[argyllcms] CLUT input profiles and extrapolation (blackpoint, ...)

  • From: Klaus Karcher <lists@xxxxxxxxxxxxxxxxx>
  • To: argyllcms@xxxxxxxxxxxxx
  • Date: Tue, 19 Oct 2010 15:44:50 +0200

Hi Graeme,

Currently I make some tests with synthetic TI3 files. I use a spectral device model to calculate device values corresponding to spectral measurements of physical samples.

Here is an exampe ti3 file:
<http://digitalproof.info/argyll/virtualScanner/ppc.spd.test_765_1.ti3>

The spectral model simulates a flawless device (no linearity errors, noise, flare, ...). Gamma is 1.5 in the example file. The darkest patch in the training set is Lab 7.5247 -1.9978 -7.4019.

When I create a CLUT profile with "colprof -u -qh" I get a neutral axis like this (xicclu -fb): <http://digitalproof.info/argyll/virtualScanner/xicclu_-g_-ia_-fb_ppc.spd.test_765_1.png>

or like this (xicclu -fif):
<http://digitalproof.info/argyll/virtualScanner/xicclu_-g_-ia_-fif_ppc.spd.test_765_1.png>

i.e.
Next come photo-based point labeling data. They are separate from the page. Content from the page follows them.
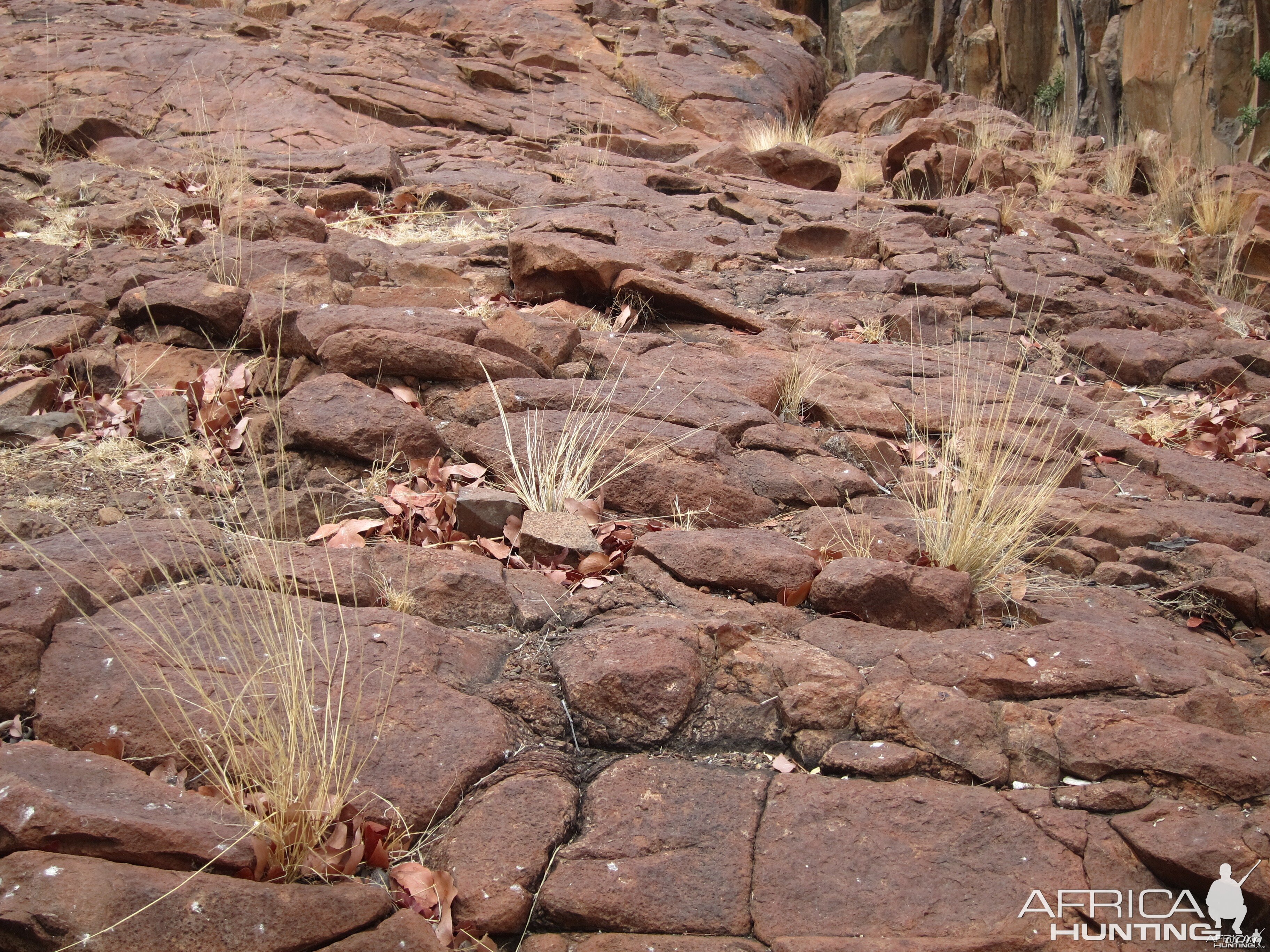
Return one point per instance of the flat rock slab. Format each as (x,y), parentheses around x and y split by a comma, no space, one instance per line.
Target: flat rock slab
(432,744)
(94,805)
(1098,739)
(666,847)
(498,848)
(51,901)
(1046,660)
(121,560)
(1188,843)
(337,414)
(406,931)
(618,942)
(895,595)
(632,682)
(914,857)
(755,560)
I get an unexpected behavior in very dark regions.

but when I create a matrix profile with
colprof -u -qh -aG

I get a very nice neutral axis:
<http://digitalproof.info/argyll/virtualScanner/xicclu_-g_-ia_-fb_ppc.spd.test_765_1.ag.png>

... and when I add one patch with Lab 0 0 0 and RGB 0 0 0 to the ti3 file, also the neutral axis of the CLUT profile behaves well:

<http://digitalproof.info/argyll/virtualScanner/xicclu_-g_-ia_-fb_ppc.spd.test_765_2.png>

<http://digitalproof.info/argyll/virtualScanner/xicclu_-g_-ia_-fif_ppc.spd.test_765_2.png>

(Corresponding TI3 file: <http://digitalproof.info/argyll/virtualScanner/ppc.spd.test_765_2.ti3>. I added XYZ and Lab values and the "zero patch".)

I guess the reason for the poor behavior at the black end is the bad extrapolation performance of the CLUT profile. Or is there something else going wrong?

I know that when using a real device it's not as easy as adding a zero patch to the TI3 file as there are things like flare, noise, dark current and offset errors. In practice I tried two approaches therefore:

- adding synthetic patches along the gray axis obtained with icclu from a temporary matrix profile

- adding synthetic patches along the gray axis generated with either polynomials or monotone Hermite splines fitted to data from a temporary CLUT profile

Both approaches seem to work reasonably well.

I wonder if it makes sense to extend this idea also to other regions of the colorspace (extraplation beyond the gamut of the test target) and if it is worth to be implement in colprof. What do you think?